Unter dem Eisenbahnzug krochen jetzt die übrigen Männer hervor, Maschinenpistolen im Anschlag. Der Starschina mit dem Bündel im Arm blieb an der Böschung stehen. Der Eimer ging reihum.
Der Junge hinter dem Busch hatte sich wie der Blitz niedergeduckt, schmiegte sich an seine Schwester, die ängstlich im Busch kauerte, und starrte entgeistert durch das Gestrüpp.
Swjetow packte Sascha am Arm und wies auf den Busch. „Hierbleiben!“ befahl er auf russisch. Sascha setzte sich neben den Strauch, legte das Bündel ins Gras, pflanzte die Maschinenpistole auf, holte Zigaretten heraus und stieß Rauchkringel in die Luft. Er schmauchte genüßlich und hielt belustigt die Zigaretten durch die Zweige, grinste den Jungen an. Der wandte sich erschrocken ab. Das Mädchen verbarg sein Gesicht im Armel.
Swjetow war indessen mit den Männern in den Zug zurückgeklettert. Sie warfen hinaus, was sie noch fanden. Ein Lappen kam durch die Luft geflogen. Sascha fing ihn geschickt, umwickelte die Füße mit der unverhofften Errungenschaft und fuhr mit Bedacht in die Schäfter zurück. Der Junge und das Mädchen hinter den Ästen saßen da wie angefroren, beobachteten jeden Handgriff. Als unmittelbar neben ihnen eine Mütze im Gebüsch niederging, konnte sich der Junge nicht beherrschen. Er griff danach und stülpte sie sich auf den Schädel. Das schwarze Ungetüm mit dem Totenkopf rutschte ihm über die Ohren. Er zwinkerte mit den Augen, blies die Backen auf und erhob mit stummer Gebärde zu seiner Schwester hin den Arm zum deutschen Gruß. Das Mädchen zog eine Grimasse.
Swjetow war zum Starschina zurückgekehrt. Die Männer verhandelten miteinander etwas, was der Junge nicht verstehen konnte, und wurden sich anscheinend nicht einig. „He!“ rief Swjetow zum Busch hinüber. „Komm 'raus!“
Der Junge blickte ratlos die Schwester an. Doch ehe er sie etwas fragen konnte, gab sie ihm einen Schubs.

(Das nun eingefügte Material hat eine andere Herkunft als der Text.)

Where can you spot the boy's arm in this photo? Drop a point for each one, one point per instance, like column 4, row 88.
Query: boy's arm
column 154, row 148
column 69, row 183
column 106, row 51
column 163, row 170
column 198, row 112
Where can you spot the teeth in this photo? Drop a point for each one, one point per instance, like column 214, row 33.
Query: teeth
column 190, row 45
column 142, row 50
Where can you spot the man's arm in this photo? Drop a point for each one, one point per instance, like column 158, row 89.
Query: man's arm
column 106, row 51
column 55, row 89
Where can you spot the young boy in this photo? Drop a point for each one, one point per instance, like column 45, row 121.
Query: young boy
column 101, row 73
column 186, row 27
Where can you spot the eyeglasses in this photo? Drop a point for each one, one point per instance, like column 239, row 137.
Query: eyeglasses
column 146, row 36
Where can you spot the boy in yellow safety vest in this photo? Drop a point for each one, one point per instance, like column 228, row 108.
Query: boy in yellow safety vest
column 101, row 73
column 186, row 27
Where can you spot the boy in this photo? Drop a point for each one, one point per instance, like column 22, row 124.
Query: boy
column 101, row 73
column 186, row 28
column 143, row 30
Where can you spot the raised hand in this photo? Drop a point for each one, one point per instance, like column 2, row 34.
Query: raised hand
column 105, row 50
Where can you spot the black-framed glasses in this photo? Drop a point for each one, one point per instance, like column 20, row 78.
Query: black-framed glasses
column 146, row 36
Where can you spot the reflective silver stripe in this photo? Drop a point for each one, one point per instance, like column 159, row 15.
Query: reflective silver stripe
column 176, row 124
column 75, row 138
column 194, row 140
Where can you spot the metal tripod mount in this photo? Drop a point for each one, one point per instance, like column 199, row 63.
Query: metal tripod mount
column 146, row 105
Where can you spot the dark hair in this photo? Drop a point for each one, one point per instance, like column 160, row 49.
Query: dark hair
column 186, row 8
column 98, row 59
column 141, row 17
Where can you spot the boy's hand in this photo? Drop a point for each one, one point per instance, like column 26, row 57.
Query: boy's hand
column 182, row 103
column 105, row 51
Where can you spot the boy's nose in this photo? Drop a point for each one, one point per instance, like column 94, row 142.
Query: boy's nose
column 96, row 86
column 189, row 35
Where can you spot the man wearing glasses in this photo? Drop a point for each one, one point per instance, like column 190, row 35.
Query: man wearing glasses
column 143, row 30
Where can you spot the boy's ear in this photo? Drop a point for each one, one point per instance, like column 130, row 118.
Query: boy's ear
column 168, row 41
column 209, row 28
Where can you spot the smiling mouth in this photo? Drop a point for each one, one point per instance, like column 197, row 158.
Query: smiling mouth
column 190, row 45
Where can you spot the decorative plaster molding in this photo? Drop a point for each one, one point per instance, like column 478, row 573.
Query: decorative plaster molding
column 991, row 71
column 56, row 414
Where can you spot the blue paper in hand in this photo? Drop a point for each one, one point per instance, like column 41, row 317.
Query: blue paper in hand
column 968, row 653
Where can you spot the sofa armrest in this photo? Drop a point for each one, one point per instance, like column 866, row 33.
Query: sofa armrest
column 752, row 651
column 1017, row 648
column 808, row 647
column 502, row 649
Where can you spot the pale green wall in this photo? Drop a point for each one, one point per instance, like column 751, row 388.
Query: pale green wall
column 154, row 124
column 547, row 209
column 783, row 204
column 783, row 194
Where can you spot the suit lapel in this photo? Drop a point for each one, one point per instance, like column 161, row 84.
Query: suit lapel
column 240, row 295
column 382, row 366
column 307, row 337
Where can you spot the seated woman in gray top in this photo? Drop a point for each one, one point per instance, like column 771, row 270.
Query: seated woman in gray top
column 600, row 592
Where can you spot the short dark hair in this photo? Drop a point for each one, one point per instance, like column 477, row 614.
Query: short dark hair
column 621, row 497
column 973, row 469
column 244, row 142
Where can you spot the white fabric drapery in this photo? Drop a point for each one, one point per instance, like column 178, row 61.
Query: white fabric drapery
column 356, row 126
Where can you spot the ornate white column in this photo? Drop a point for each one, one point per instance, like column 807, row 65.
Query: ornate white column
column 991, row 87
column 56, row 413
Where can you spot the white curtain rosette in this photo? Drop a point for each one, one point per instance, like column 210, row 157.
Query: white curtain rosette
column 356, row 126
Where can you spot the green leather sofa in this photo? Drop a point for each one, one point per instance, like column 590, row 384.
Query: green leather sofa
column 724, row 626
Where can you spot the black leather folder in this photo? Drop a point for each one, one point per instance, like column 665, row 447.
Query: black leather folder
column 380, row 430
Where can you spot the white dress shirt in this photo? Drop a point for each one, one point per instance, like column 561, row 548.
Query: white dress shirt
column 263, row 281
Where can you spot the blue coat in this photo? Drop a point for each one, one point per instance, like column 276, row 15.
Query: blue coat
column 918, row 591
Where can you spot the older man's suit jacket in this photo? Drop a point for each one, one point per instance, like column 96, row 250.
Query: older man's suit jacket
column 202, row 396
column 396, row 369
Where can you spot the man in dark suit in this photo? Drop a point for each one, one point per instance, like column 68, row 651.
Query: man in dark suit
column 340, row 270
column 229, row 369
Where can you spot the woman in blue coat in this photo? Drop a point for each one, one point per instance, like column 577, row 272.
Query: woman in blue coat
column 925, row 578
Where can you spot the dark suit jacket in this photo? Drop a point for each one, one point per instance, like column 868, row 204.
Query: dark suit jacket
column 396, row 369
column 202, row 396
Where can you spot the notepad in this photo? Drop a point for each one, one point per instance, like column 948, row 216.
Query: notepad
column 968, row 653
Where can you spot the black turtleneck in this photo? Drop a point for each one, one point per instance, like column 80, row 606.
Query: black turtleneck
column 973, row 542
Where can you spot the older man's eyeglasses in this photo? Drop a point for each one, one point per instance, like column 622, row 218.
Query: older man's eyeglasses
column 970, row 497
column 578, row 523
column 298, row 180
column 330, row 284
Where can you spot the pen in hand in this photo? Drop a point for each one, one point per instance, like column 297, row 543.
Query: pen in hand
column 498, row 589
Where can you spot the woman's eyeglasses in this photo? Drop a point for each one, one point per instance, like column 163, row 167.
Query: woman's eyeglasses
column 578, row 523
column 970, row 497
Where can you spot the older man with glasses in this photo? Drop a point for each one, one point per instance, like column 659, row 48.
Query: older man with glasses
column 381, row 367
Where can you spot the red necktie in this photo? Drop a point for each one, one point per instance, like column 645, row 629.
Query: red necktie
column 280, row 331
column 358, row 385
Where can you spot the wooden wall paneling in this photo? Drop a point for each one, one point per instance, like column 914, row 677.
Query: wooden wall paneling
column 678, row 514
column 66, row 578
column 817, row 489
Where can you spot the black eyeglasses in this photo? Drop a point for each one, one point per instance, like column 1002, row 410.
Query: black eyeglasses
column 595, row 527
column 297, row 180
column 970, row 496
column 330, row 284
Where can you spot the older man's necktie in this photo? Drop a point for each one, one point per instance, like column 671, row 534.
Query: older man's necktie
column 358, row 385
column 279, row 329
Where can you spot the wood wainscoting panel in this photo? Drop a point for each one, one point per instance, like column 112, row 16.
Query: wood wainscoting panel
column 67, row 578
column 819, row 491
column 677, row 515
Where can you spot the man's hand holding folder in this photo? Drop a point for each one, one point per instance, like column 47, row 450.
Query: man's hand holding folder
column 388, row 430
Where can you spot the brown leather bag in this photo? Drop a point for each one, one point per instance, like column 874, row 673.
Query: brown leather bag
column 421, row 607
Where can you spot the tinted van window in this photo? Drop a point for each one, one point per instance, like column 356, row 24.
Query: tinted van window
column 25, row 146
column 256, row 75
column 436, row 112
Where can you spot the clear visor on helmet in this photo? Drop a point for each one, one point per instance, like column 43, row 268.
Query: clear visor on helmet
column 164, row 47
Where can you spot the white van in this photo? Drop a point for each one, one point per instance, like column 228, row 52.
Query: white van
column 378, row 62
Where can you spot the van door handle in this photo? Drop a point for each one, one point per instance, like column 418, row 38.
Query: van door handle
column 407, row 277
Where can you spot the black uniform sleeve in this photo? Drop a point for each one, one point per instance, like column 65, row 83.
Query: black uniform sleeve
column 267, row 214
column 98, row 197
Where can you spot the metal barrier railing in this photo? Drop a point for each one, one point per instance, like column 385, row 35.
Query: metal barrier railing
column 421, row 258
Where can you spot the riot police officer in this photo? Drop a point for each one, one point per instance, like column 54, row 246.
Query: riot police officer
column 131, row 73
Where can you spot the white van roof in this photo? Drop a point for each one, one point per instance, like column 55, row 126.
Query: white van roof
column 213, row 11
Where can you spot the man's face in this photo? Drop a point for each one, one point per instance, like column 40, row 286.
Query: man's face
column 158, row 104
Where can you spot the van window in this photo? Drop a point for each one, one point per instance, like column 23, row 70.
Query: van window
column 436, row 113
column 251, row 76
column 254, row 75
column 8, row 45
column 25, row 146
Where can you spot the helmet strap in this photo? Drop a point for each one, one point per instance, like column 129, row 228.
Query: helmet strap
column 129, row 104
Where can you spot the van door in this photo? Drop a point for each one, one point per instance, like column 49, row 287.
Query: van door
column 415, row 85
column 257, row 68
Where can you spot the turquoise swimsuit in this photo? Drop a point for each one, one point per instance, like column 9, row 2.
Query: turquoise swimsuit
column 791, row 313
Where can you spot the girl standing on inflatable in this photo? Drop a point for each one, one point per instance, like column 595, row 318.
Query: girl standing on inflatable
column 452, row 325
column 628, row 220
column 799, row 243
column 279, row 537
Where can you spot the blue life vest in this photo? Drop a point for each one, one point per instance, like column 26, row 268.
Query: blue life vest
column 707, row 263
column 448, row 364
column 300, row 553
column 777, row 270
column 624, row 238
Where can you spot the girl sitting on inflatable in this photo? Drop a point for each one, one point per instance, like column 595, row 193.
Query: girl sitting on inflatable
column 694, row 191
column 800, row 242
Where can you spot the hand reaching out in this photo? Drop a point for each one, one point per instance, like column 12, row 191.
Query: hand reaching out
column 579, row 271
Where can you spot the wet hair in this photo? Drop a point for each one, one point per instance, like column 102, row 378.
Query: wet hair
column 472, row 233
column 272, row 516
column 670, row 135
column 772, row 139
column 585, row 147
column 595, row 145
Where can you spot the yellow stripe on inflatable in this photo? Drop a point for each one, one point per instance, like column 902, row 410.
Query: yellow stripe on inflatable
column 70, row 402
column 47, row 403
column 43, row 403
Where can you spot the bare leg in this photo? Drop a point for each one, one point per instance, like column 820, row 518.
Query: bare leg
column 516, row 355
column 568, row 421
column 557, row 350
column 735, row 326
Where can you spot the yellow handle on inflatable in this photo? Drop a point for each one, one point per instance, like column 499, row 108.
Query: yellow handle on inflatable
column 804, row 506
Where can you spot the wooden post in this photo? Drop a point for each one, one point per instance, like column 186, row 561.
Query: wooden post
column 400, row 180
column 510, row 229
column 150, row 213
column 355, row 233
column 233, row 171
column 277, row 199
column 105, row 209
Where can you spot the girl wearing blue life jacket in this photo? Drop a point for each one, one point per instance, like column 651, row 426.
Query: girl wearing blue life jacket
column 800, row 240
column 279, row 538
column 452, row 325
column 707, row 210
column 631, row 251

Er kullerte unversehens die Böschung hinunter. Swjetow mußte lachen und hielt ihm das Bündel entgegen. „Halten!“ befahl er.
Der Junge stolperte die Böschung hinauf. Swjętow legte ihm das Paket in den Arm. Er blickte in ein Knabengesicht von bitter verschlossenem Ausdruck. Dabei sah er die Mütze auf dessen Kopf, die auf häßlich abstehenden Ohren saß. Er nahm sie ihm sachte ab und schleuderte sie in hohem Bogen den Bahndamm hinunter. „Die steht dir nicht!“ Der Junge stand reglos vor ihm. Die Haarsträhnen hingen ihm ins Gesicht. Die Schwester kroch ängstlich unter dem Strauch hervor und klammerte sich an den Bruder, die Augen bald auf Swjetow, bald auf das Bündel gerichtet.
„'s ja warm!“ rief der Junge plötzlich und unterzog das zusammengewickelte Etwas einem furchtsamen Studium.
„'n Windelscheißer!“ schrie das Mädchen fassungslos. Kindliche Freude bewegte sein ganzes Gesicht.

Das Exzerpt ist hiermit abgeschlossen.